Схватки начались на три дня раньше.

Папа был там, когда я рожала, не мама. Я не ожидала, что он будет в комнате. Я пробовала игнорировать его, и, когда боль стала действительно сильной, я смогла притвориться, что его там не было. Акушерка вручила ему младенца, все ещё в слизи и с пуповиной.

— Это мальчик или девочка? — спросила я, пробуя отдышаться.

Он не ответил. Никто не ответил. Сестра Маура только шикнула на меня, и папа унес его. К тому времени, когда отошла плацента, я поняла, что они никогда не скажут мне этого.

Я прилетела домой одна. Мои сестры приветствовали меня словно давно потерянного ребенка. Даже моя мать выглядела счастливой, когда я зашла в двери.

Папа выглядел настороженным. Он обращался со мной как с музейным экспонатом за бархатной веревкой.
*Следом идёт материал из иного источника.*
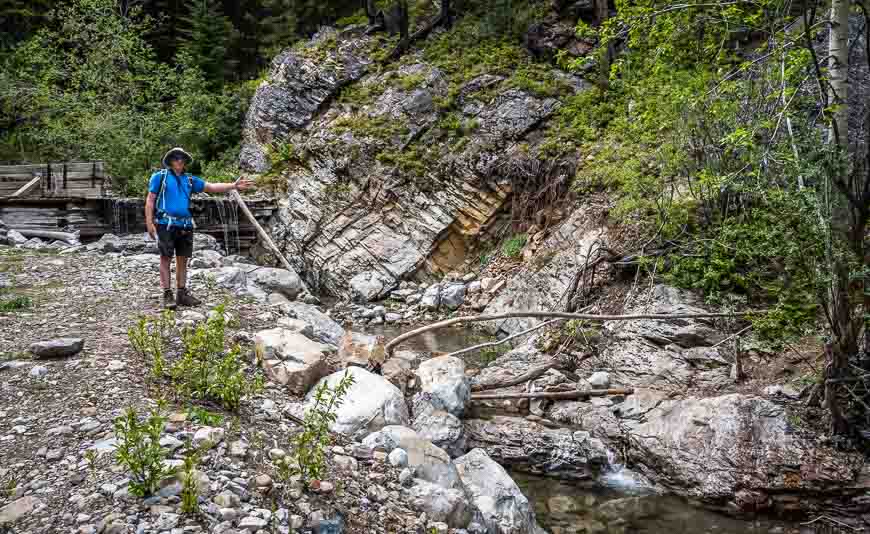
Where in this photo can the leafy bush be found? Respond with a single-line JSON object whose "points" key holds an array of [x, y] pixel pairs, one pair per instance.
{"points": [[208, 371], [513, 247], [139, 451], [190, 489], [309, 446]]}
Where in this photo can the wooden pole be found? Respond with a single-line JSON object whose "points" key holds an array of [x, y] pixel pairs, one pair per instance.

Когда я поступила в Уэлсли, он поздравил меня рукопожатием и подлинной улыбкой, но он больше никогда не прикасался ко мне.

Мне приходилось проводить очень много времени с семьёй, выполняя кучу обязанностей, когда я пошла в Стэндфордскую Высшую Школу, но я всегда делала их. Я звонила преподавателям, когда Фиона не понимала свою домашнюю работу, устроила разнос Отцу Альфонсо, когда он угрожал огнем и камнями Дейдре, а также пробовала держать Джонатана в рамках, в то время как он раз за разом доказывал, что он мог сдвинуть любую границу с дерзкой улыбкой.

Ко времени сдачи экзаменов, я чувствовала, что восьмидесятые остались позади. Мои родители делали всё от них зависящее, а впереди меня ждала хорошая жизнь. Иногда я даже чувствовала благодарность.

Глава 26

1982 год ночь Куаалюд

Я влюбилась во вкус и ощущение его сосков. В странные рыжие волосы на его груди рядом с коричневыми. Куаалюд сделал нас озабоченными и счастливыми, и мы так много смеялись. Я снова была готова позволить ему трахнуть меня. Но, так или иначе, мне было больно, когда он прикасался ко мне. Я была воспалена. Однако внутренняя боль отступила. 

Я прилегла, согнула свои колени, раскачивая ими, раскуривая сигарету. Дешевое стеганое одеяло подо мной ощущалось великолепно. Мягкое. Теплое. Сделанное для моей кожи. 

И он. Он был хорош. Очень хорош. Целуя меня между сиськами и самый низ моего живота. Инди собирался сделать мне ту же вещь, что девочки делали со Стрэтом. Он собирался попробовать меня. Я зажала сигарету между зубами и запустила свои пальцы в его волосы, раздвигая для него ноги.

В этот момент дверь открылась, и я повернулась, чтобы увидеть того, кто вошел. Я не подпрыгнула или прикрылась от стыда также, как и Инди.

— Чувак, — сказал Стрэт.

— Чувак, — Инди оперся на локти. — Ты избавился от Хоука?

— Да. Вечеринка окончена, — Стрэт наклонился, выдернул сигарету из моих губ и поместил ее между своими. На нем не было рубашки, и музыкальные ноты через всё его тело огибали соски, именно так, как я хотела попробовать. — Сказал, что он дал тебе синенький люд. Похоже на то.